# Survey Project

1. Show the project description on the Moodle site.
3. Have students form groups around common interests. Enter their information on the Google Doc.

# Review

$$R^2$$ between zero and 1.

• Use delta with nested models to decide if a model is better than junk.
• SAT versus GPA, $$R^2 \approx 0.16$$. Based on thousands of student records.
• Little $$r$$ and the meaning of $$r=0.40$$

fetchData("M155/littleR.R")

## Retrieving from http://www.mosaic-web.org/go/datasets/M155/littleR.R

##  TRUE


Run littleR.

The blue vector is constructed from a linear combination of a red vector and a black vector. Move the slider to change the amount of the black vector that goes into the sum.

The vectors are being displayed in both variable space and case space. Notice how the roundness of the case-space cloud reflects the angle. The correlation coefficient, r, corresponds to the roundness and to the angle $$\theta$$ between the blue and black vectors.

### Strategies for Including Explanatory Terms

• Silly: Just ignore everything. Why is this silly?
• Naive: Just throw in everything. The disadvantages of this are more subtle to understand but can be devastating.
• Monitor R2. Only include things that give a substantial increase in R2. Later in the semester, this will lead to our consideration of the strength of evidence.
• Isolating effects/controlling for/adjusting for: What covariates to hold constant?
• Mechanistic: Looking at causal pathways. We'll get to this at the end of the semester.

• What does a GPA look like from a modeling perspective?
• What other variables might influence grades?
• Which of these do we want to control for?

Suppose that a new measure of academic achievement were proposed. How would you decide if it's better than GPA?

# Partial versus total

Suppose I have a used car. I'm going away for a year and thinking of selling it. On the other hand, it would be nice to have a car available when I get back. How much will it cost me to delay selling the car for a year?

Consider several models of used car prices fitted to data on used Hondas:

cars = fetchData("used-hondas.csv")

## Retrieving from http://www.mosaic-web.org/go/datasets/used-hondas.csv

mod1 = lm(Price ~ Age, data = cars)
mod2 = lm(Price ~ Mileage, data = cars)
mod3 = lm(Price ~ Mileage + Age, data = cars)
mod4 = lm(Price ~ Mileage * Age, data = cars)


Each of the first three is nested in the 4th.
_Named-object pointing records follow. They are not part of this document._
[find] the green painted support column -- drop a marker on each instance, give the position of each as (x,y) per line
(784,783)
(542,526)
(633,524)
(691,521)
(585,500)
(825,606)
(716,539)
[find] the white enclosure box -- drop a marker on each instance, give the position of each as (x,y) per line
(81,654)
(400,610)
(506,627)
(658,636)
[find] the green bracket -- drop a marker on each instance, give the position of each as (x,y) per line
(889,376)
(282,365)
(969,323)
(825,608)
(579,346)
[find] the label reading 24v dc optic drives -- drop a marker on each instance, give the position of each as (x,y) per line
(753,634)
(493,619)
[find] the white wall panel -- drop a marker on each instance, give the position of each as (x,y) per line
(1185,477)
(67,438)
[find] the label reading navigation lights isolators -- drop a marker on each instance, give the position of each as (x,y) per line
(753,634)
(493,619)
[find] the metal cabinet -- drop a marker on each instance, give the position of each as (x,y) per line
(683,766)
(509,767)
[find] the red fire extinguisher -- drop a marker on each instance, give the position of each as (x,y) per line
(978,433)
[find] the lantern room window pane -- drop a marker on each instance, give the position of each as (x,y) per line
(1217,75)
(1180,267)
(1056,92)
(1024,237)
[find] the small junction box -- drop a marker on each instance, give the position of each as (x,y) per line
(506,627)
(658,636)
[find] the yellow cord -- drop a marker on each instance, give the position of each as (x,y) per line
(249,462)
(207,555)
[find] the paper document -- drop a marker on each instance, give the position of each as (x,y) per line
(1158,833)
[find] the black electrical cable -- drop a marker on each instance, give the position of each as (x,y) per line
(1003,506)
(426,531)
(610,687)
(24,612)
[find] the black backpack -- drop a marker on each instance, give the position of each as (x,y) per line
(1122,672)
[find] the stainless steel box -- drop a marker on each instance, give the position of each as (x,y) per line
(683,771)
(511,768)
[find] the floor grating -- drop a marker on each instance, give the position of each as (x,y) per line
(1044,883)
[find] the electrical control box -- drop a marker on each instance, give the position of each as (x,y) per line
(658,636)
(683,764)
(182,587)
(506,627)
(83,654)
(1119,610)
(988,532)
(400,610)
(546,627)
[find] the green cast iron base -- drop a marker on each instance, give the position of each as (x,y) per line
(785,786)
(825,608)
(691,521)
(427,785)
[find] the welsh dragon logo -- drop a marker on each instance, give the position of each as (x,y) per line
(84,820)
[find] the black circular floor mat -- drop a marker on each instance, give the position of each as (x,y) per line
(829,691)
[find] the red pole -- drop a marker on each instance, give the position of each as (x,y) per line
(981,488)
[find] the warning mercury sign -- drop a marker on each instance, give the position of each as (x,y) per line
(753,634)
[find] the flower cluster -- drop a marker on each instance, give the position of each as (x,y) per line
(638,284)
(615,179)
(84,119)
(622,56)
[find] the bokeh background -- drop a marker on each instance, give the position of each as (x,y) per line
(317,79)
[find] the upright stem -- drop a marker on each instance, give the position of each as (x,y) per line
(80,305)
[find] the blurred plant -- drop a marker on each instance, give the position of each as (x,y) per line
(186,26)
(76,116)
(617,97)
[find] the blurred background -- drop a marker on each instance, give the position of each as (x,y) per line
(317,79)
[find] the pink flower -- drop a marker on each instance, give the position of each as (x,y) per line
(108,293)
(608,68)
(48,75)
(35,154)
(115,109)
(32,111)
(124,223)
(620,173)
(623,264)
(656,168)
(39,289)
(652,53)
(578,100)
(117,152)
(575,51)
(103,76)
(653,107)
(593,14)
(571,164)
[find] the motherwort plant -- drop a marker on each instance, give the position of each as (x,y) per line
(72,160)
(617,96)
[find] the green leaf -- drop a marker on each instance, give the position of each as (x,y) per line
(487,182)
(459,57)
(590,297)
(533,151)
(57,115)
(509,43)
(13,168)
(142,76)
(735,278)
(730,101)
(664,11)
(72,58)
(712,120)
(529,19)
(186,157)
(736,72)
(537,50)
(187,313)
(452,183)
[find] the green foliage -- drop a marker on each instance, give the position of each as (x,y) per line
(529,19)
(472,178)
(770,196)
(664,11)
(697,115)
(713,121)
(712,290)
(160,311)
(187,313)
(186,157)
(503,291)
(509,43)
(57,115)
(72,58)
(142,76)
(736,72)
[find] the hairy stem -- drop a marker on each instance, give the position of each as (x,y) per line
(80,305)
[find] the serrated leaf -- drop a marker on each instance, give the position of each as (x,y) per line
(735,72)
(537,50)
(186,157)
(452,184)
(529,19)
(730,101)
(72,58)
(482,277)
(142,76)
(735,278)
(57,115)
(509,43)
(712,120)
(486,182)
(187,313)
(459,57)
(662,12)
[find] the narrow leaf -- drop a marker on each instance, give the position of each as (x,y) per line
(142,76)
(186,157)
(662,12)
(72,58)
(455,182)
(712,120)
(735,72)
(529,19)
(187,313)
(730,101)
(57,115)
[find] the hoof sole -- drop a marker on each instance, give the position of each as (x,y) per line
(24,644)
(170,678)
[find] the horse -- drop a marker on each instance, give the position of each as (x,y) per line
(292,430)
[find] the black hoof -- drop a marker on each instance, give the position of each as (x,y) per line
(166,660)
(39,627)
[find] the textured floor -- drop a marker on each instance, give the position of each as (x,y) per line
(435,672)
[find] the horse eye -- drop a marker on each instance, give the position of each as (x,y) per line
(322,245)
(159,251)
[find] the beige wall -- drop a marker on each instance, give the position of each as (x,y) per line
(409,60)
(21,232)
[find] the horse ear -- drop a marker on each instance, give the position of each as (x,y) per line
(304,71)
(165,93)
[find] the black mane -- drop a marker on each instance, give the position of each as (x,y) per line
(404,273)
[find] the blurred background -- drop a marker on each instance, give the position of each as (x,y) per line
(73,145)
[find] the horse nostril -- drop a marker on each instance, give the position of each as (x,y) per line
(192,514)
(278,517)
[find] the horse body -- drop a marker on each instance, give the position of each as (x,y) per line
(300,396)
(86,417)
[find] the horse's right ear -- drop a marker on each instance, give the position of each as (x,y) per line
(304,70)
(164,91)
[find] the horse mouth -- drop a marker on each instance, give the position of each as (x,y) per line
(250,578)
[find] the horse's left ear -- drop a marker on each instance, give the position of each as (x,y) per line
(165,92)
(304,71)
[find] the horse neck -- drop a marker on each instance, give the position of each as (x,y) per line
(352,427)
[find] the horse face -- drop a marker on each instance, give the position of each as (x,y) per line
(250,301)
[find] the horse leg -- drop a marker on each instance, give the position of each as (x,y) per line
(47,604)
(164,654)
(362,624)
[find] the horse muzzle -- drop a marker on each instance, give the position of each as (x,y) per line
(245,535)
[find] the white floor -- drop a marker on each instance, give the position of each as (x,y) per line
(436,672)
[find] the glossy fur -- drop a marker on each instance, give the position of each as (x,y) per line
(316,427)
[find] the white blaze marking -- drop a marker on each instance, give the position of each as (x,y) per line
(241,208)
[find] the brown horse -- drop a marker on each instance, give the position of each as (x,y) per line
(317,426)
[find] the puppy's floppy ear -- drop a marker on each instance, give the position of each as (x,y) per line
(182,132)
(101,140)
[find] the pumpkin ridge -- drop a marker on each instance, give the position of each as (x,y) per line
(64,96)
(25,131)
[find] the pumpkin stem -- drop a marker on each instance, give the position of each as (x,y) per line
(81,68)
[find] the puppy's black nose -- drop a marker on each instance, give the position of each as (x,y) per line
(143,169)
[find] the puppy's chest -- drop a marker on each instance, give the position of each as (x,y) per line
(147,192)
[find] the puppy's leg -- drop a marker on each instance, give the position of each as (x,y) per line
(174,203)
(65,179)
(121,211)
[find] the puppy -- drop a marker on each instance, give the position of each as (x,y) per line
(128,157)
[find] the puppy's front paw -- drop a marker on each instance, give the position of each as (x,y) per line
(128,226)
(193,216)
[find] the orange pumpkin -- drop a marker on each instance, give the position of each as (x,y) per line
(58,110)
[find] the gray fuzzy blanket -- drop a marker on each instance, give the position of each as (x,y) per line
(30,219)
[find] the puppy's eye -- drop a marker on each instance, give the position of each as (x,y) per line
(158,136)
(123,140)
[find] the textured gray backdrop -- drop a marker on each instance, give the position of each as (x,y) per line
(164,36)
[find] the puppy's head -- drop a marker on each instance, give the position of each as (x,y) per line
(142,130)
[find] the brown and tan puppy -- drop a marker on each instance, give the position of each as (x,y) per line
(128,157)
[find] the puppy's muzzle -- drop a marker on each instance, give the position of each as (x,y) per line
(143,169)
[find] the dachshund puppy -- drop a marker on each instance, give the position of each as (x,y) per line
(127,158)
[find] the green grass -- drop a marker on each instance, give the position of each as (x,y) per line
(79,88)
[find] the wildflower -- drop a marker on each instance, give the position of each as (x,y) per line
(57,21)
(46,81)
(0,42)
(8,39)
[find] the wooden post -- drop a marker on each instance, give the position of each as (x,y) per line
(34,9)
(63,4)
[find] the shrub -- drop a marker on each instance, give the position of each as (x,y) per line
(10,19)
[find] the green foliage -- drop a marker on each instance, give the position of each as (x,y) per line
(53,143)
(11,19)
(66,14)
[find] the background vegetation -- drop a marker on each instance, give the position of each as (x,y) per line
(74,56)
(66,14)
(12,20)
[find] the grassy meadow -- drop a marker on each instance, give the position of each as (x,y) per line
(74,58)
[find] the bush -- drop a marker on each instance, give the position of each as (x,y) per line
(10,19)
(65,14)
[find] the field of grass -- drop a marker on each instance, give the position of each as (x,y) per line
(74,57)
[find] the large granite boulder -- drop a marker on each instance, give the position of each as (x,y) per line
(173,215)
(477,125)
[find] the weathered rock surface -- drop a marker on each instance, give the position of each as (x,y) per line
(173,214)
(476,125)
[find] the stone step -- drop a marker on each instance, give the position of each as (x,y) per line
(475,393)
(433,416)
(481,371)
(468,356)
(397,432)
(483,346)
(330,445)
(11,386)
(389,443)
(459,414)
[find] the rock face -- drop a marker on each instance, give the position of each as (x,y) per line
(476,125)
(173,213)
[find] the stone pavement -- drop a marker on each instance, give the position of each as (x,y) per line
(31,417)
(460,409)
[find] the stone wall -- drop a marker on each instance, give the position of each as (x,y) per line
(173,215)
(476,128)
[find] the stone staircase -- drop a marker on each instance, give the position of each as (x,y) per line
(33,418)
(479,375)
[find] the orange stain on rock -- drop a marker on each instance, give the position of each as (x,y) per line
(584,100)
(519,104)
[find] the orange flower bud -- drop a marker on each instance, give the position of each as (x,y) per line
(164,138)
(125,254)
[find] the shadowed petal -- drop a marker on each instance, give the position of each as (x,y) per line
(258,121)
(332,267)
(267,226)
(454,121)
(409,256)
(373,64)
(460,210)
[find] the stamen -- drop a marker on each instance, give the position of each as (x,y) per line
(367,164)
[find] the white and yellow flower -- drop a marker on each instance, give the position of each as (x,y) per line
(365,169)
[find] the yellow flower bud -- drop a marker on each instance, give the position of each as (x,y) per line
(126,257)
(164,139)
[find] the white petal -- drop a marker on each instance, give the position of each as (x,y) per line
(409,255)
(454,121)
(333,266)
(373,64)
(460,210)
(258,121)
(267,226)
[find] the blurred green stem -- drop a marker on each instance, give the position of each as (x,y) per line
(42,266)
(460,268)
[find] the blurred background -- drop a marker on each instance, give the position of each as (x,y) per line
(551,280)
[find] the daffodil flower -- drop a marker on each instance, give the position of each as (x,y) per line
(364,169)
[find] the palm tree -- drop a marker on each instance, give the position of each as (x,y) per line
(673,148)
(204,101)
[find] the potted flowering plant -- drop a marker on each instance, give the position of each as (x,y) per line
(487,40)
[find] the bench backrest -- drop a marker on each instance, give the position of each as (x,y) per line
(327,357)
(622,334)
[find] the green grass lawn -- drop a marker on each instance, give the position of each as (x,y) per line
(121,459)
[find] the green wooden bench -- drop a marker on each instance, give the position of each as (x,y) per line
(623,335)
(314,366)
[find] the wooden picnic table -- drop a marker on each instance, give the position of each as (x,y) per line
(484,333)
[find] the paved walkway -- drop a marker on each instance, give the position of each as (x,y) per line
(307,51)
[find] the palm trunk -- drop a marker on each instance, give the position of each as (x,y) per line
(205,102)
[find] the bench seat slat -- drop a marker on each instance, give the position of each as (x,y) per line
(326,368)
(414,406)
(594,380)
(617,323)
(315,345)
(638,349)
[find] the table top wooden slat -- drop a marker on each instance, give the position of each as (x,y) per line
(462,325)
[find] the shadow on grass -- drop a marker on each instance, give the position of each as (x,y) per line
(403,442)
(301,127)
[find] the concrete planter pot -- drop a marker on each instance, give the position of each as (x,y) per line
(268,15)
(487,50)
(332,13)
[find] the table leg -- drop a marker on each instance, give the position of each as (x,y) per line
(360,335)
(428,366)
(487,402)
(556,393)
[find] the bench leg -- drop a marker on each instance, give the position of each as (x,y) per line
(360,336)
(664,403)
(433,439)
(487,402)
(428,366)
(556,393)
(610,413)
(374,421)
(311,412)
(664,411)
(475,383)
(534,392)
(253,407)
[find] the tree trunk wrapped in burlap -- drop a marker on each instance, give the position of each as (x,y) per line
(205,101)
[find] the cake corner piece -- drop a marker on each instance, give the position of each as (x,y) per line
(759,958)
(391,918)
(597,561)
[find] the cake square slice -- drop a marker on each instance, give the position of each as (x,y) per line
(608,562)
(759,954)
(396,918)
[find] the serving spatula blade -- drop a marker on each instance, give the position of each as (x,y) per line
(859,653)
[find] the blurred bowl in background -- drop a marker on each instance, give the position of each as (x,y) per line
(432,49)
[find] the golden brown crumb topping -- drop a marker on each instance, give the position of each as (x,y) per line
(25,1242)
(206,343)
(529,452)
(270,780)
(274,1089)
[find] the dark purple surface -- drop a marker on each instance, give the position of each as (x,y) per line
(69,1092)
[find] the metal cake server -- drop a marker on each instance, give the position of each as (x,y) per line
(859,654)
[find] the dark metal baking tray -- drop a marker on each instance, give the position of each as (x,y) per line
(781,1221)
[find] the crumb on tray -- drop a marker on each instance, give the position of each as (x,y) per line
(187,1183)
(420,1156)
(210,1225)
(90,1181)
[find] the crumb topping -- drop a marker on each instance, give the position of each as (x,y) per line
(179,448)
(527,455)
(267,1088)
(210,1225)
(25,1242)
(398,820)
You can play around with the various models this way:

fetchData("mLM.R")
mLM(Price ~ Age * Mileage, data = cars)


Include and exclude terms to try to answer this question:

Which is the right model to use to inform my car-selling decision?

Tempting to use model 1, since Age is the only variable that I'm interested in.

xyplot(fitted(mod1) + Price ~ Age, data = cars) It's a bit hard to see the model. Let's try another way of plotting it.

f1 = makeFun(mod1)
plotPoints(Price ~ Age, data = cars)
plotFun(f1(Age) ~ Age, add = TRUE) How much the price goes down with a year depends on how old the car is, but you can get the rate from the derivative of the function. Let's evaluate that derivative for an 8-year old car with 50,000 miles:

f1 = makeFun(mod1)
df1 = D(f1(Age) ~ Age)
df1(Age = 8)

##     1
## -1559


Or, since I'm really thinking about a 1-year difference:

f1(Age = c(9, 8), Mileage = 50000)

##    1    2
## 6465 8023


Take the difference. QUESTION: How come I get the same answer for the finite-difference and the derivative?

But let's consider mod4

f4 = makeFun(mod4)
plotFun(f4(Age = a, Mileage = m) ~ a & m, a.lim = c(0, 10), m.lim = c(0, 1e+05),
levels = 1000 * (1:20), npts = 200)
plotPoints(Mileage ~ Age, data = cars, add = TRUE, pch = 20, col = "red") Examine the change as age goes up by one year. Should I hold mileage constant or should I let the mileage change with age in the typical way?

Here's the same question another way: Do I want to compare cars with different mileages and different ages, or do I want to compare cares with different ages and the same mileage.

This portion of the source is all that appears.